その後、なんだかんだで、ふたりして駅までついてきてくれた。
「ギィィッ、重い」
アパートに帰ってきたところまではなんとかなったものの、そこからはぐてっと力を抜いて己の部屋の鍵を開けてくれない悠希さんに業を煮やし、とりあえず自分の部屋に誘導した。
そのまま、こいつが普段くつろいでいる僕のベッドに投げ捨てる。
これでようやく一息つける。相棒の座椅子に腰を下ろし、はーと疲労の息を吐き出した。
「んん。んううーん。んんんー」
うるせ。
酒に酔った人ってなんか、横になっててもやかましくなるね。僕の父とかもそうだった。やたらでかい声であくびしたり、こうやってうなされてるみたいな声出したり。
だが眠りに入るのは速くなる。
悠希さんはちょうどこちら側に、丸めた背中を見せている。ほーれ、背中とんとんしてやる。眠れ、さっさと眠るがいい。
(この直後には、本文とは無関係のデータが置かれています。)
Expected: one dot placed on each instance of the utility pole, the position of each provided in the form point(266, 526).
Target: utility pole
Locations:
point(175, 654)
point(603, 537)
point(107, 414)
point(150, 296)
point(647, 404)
子どもを眠らせる母親のごとく、ゆったりしたリズムでとんとんする。
「んー。んう。……んあああっ、寝かしつけるなっ!」
長峰悠希は上半身を起こし、人間の言語を発した。
チェッ、と口から音が出る。思わず鳴ってしまった、心底からの舌打ちだった。
そのままベッドから降りてきて、いつもの定位置、ちゃぶ台の向こう側にどすんと座る。寝ぼけた目つきだ。
「にじかいを……やります」
そしてだみ声でそう言った。
頼むから寝てくれんか。
とりあえず冷蔵庫からお水を出し、悠希さんがいつも使っているコップに注いで目の前に置いた。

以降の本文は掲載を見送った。